Ocaso da janela



Desvencilhar-me da personalidade tão colada à pele era o que desejaram ontem à luz de um poente sugando-me pelos vidros da janela ao passo que os pés prendiam-se às ferraduras do chão. Chaves de fenda do moralismo prendem o corpo a esse recinto renomado do branco e preto, fixam minhas peculiaridades às quinas mais frágeis da subconsciência. Consciência? Não sei, os martelos revelam sua extensa funcionalidade ao soquearem os desejos impulsivos fora da curva que vêm à tona.
Afinal, o que diabos é manter-se sob as linearidades do adequado num tumulto de finitos e indecências?
Prendo-me num planeta milimetricamente redondo, como pregado durante a infância. Redondo, com calculada porcentagem de água e terra. Indiscutível. Arriscar tanger a zona alheia ao sistemático e a essa porção de mundo incontestável paradoxalmente põe-me em desprazer. Medo, erro... Infração? O gravíssimo delito de sujar as roupas com tintas do ócio vão. De volta para a casa a ensaboar os tecidos imundos, cidadã. Atente à pista delimitada com largos pontos brancos!
As doutrinas do correto empurram esses membros que já titubeiam e levam-nos até a porta. Ah, hei de pedir-lhe licença, senhoras! Deixem-me descalçar, por favor? Deixem atravessar esse círculo e voltar sem remorsos ácidos que escorregam o esôfago e lembram-me da hora perdida ao tempo que corroem a mucosa sã. Gostaria, enfim, que retirassem a bússola do cubículo de meus instintos para que entranhassem pelas vísceras e entrelinhas e fizessem-me atuar conforme minhas próprias direções de felicidade nua.

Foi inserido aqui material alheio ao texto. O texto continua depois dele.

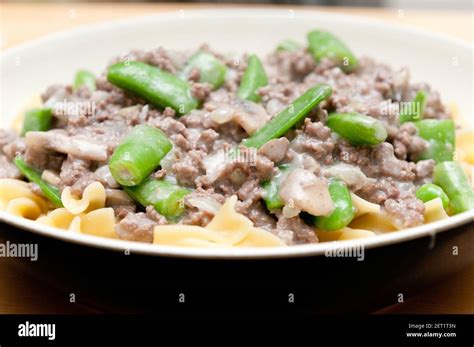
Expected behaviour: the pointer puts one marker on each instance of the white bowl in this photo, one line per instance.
(28, 69)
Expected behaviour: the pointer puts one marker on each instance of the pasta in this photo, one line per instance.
(93, 198)
(11, 189)
(227, 229)
(100, 222)
(24, 207)
(363, 206)
(434, 211)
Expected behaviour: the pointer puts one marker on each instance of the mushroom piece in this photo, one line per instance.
(59, 141)
(303, 190)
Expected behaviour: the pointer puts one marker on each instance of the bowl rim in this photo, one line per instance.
(317, 249)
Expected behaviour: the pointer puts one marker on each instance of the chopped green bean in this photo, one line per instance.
(165, 197)
(254, 77)
(440, 135)
(323, 44)
(51, 192)
(211, 70)
(450, 176)
(429, 191)
(358, 129)
(286, 119)
(38, 119)
(138, 155)
(84, 78)
(343, 212)
(414, 110)
(154, 85)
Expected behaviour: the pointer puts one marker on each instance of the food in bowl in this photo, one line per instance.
(202, 149)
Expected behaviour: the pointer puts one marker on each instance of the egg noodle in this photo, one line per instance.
(228, 228)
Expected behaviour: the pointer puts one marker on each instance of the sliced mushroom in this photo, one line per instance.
(59, 141)
(304, 190)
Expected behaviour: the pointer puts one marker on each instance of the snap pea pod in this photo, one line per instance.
(138, 155)
(343, 212)
(430, 191)
(288, 45)
(440, 135)
(165, 197)
(84, 78)
(254, 77)
(271, 188)
(323, 44)
(450, 176)
(38, 119)
(211, 70)
(34, 176)
(358, 129)
(414, 110)
(153, 84)
(286, 119)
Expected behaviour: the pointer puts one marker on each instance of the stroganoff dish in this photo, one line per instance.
(202, 149)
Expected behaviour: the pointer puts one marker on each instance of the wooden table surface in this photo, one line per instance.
(24, 22)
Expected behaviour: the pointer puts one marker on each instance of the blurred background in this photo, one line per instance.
(415, 4)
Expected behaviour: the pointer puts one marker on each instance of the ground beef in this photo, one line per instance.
(14, 148)
(77, 174)
(8, 169)
(384, 163)
(201, 91)
(189, 167)
(300, 231)
(294, 64)
(373, 89)
(276, 149)
(316, 140)
(407, 144)
(424, 169)
(405, 212)
(136, 227)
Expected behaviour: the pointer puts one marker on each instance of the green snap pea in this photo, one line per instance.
(211, 70)
(288, 45)
(51, 192)
(154, 85)
(414, 110)
(450, 176)
(138, 155)
(271, 188)
(165, 197)
(84, 78)
(38, 119)
(287, 119)
(254, 77)
(440, 135)
(358, 129)
(343, 212)
(323, 44)
(430, 191)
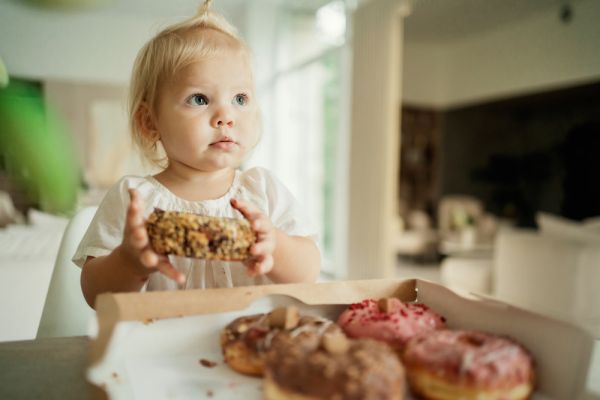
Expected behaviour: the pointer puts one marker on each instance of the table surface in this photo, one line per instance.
(54, 368)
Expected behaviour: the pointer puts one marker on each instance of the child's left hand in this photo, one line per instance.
(261, 260)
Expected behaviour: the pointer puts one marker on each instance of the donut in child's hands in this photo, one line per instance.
(333, 367)
(468, 365)
(199, 236)
(389, 320)
(245, 341)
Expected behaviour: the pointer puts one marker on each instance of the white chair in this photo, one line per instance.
(549, 274)
(66, 312)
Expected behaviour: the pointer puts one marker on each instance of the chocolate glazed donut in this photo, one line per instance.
(333, 368)
(245, 341)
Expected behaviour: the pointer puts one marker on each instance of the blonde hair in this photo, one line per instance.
(166, 53)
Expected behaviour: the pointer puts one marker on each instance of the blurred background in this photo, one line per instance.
(410, 130)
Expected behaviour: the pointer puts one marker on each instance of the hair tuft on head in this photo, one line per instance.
(205, 8)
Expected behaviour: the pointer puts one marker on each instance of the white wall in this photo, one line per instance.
(531, 55)
(77, 46)
(92, 46)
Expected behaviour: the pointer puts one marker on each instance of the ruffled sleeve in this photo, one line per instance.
(262, 188)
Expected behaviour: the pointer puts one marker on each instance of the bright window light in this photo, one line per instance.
(331, 22)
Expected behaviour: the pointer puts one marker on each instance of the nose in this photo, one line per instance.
(222, 118)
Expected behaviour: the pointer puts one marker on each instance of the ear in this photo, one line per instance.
(145, 122)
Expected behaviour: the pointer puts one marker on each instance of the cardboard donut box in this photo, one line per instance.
(164, 345)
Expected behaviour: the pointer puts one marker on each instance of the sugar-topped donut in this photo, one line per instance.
(468, 365)
(389, 320)
(333, 368)
(245, 341)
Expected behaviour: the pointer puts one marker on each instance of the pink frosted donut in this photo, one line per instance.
(389, 320)
(468, 365)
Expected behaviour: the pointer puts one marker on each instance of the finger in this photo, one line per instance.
(262, 248)
(134, 211)
(251, 265)
(138, 238)
(262, 224)
(149, 258)
(266, 265)
(248, 210)
(169, 271)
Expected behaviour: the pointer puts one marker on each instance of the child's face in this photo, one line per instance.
(206, 114)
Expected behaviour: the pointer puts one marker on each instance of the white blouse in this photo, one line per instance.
(257, 186)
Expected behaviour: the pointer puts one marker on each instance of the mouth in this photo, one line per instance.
(224, 143)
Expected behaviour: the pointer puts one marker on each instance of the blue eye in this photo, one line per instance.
(198, 100)
(241, 99)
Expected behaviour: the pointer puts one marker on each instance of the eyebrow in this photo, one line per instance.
(201, 86)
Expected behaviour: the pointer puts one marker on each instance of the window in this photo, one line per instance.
(304, 101)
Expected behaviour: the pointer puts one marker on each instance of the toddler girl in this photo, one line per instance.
(192, 92)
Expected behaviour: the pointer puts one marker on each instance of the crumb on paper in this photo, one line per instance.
(207, 363)
(115, 376)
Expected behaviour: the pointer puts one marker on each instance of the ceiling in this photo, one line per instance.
(430, 20)
(440, 20)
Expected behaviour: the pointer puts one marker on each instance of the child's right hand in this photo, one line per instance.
(136, 245)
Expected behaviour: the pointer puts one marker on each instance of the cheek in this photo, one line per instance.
(251, 129)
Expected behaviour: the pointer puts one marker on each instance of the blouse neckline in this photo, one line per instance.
(190, 204)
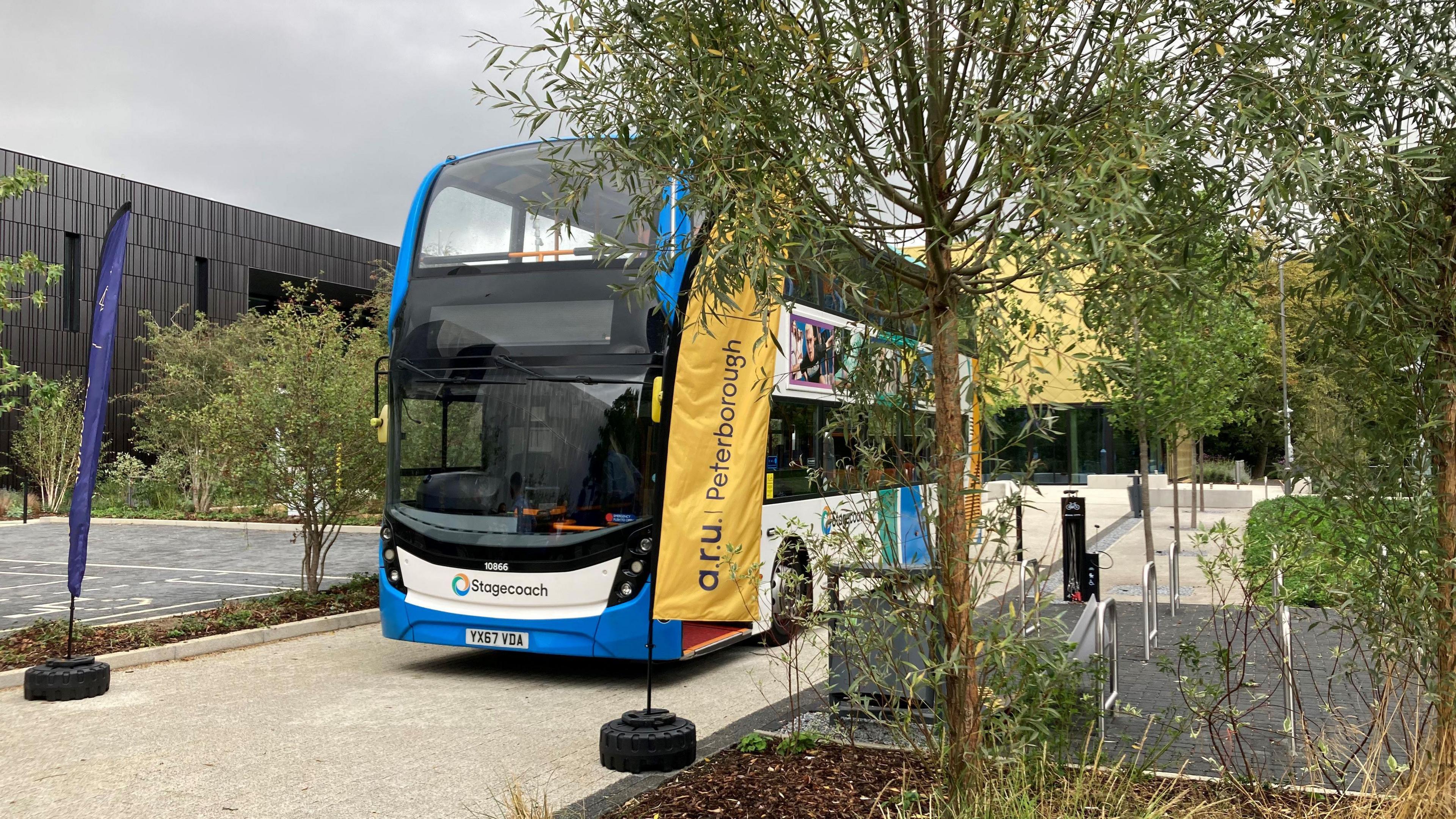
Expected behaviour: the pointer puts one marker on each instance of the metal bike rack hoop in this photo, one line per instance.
(1107, 648)
(1174, 553)
(1034, 569)
(1149, 610)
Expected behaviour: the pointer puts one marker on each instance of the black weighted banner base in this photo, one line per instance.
(648, 741)
(67, 679)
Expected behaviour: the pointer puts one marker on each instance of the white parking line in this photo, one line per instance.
(180, 569)
(28, 585)
(215, 584)
(197, 605)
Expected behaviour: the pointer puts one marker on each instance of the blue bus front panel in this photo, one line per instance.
(618, 632)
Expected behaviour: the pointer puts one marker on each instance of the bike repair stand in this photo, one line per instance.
(1081, 575)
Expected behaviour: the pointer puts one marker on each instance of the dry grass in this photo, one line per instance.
(516, 803)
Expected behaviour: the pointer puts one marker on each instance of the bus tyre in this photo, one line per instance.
(791, 596)
(648, 741)
(67, 679)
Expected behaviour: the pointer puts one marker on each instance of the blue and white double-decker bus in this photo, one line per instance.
(525, 461)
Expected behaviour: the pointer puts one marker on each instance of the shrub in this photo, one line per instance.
(1302, 528)
(49, 444)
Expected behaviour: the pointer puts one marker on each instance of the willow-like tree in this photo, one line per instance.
(1385, 240)
(998, 142)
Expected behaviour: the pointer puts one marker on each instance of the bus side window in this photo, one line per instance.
(792, 454)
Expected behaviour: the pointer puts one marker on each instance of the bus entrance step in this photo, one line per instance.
(700, 637)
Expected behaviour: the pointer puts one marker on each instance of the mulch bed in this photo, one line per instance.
(47, 639)
(838, 781)
(828, 781)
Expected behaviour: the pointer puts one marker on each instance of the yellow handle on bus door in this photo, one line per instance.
(382, 425)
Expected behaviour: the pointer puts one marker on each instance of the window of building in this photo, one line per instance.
(813, 451)
(72, 285)
(200, 286)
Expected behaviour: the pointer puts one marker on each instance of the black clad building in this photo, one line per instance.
(184, 253)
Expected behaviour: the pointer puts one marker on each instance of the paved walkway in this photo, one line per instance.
(137, 572)
(1177, 715)
(348, 725)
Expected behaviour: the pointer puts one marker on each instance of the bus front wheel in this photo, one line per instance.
(791, 596)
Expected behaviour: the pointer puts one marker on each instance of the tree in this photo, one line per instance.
(295, 417)
(1008, 140)
(21, 273)
(1382, 225)
(178, 413)
(49, 445)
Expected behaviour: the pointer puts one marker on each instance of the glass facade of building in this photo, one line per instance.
(1061, 445)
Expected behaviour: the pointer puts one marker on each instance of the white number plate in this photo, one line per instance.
(497, 639)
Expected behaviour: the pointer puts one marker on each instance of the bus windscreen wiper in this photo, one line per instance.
(533, 375)
(513, 365)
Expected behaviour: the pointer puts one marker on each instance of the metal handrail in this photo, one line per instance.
(1149, 610)
(1027, 626)
(1174, 553)
(1106, 614)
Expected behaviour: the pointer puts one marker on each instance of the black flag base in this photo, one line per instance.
(654, 739)
(67, 679)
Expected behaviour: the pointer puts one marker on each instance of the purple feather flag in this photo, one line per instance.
(98, 388)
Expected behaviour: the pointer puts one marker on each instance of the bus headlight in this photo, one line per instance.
(632, 572)
(389, 557)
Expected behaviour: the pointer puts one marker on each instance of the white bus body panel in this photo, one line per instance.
(509, 595)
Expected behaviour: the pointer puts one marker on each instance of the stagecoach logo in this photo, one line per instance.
(829, 519)
(464, 586)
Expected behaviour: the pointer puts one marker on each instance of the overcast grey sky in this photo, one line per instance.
(325, 111)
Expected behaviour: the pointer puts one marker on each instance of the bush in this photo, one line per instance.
(1219, 471)
(1304, 530)
(49, 444)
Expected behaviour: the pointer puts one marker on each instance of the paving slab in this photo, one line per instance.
(348, 725)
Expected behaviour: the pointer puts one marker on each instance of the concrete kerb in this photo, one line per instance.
(254, 525)
(220, 642)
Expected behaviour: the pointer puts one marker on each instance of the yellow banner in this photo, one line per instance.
(719, 441)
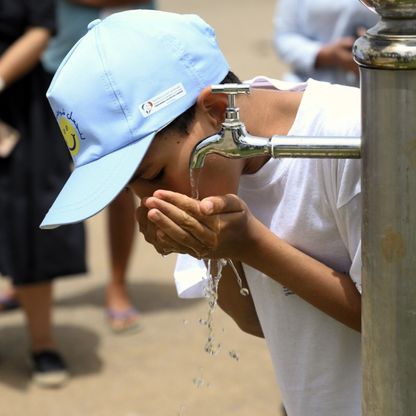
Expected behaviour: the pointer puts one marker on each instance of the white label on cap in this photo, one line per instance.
(162, 100)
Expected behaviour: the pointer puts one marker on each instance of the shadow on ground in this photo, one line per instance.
(147, 296)
(14, 362)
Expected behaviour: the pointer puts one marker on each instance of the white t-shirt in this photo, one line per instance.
(315, 205)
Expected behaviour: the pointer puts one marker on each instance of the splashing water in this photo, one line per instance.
(214, 276)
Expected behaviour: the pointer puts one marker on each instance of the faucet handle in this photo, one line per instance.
(232, 114)
(230, 89)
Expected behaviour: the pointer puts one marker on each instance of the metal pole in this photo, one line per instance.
(387, 59)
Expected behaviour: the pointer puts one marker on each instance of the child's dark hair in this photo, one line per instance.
(182, 122)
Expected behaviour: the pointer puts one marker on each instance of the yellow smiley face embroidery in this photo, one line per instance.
(70, 134)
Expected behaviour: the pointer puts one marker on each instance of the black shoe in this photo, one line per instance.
(49, 369)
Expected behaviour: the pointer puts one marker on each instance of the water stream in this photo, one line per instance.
(214, 273)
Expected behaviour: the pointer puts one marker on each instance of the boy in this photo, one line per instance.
(133, 98)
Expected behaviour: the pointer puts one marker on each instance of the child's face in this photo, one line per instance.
(166, 165)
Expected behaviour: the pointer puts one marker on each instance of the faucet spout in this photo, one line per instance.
(232, 142)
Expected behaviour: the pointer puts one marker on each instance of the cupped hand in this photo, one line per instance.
(216, 227)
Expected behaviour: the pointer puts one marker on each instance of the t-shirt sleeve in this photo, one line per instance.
(349, 213)
(41, 13)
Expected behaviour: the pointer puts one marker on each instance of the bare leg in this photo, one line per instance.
(36, 301)
(122, 225)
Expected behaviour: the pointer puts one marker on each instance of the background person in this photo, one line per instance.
(315, 37)
(30, 177)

Quem dera viessem em milhões a estraçalhar as minúcias do âmago a ver se a nova obra de arte é finalmente capaz de caber no incabível e decide, por fim, abrir de uma só vez essa janela embaçada.  Abri-la para banhar-se no ocaso. Crepúsculo inacessível, essa obra inédita sairá correndo por aí afora a fim de construir alguma memória e recuperar o que não fui em tempos de integridade. Ela lhe pedirá risos sem culpa e a atenção de amores sinceros vívidos e intensos, que ainda estão bem aqui ao lado, na sala de jantar.
Atravessar esse círculo e sentir o gosto doce das frutas do jardim de dona Olinda, desfrutar da falta de ar ao rir pela graça de contemplar a lua ao lado de pares de olhos luzentes. Rir pela graça de cometer equívocos e ser tão imperfeita como é de fato um humano nu. Era o que desejaram ontem à beira de um anoitecer.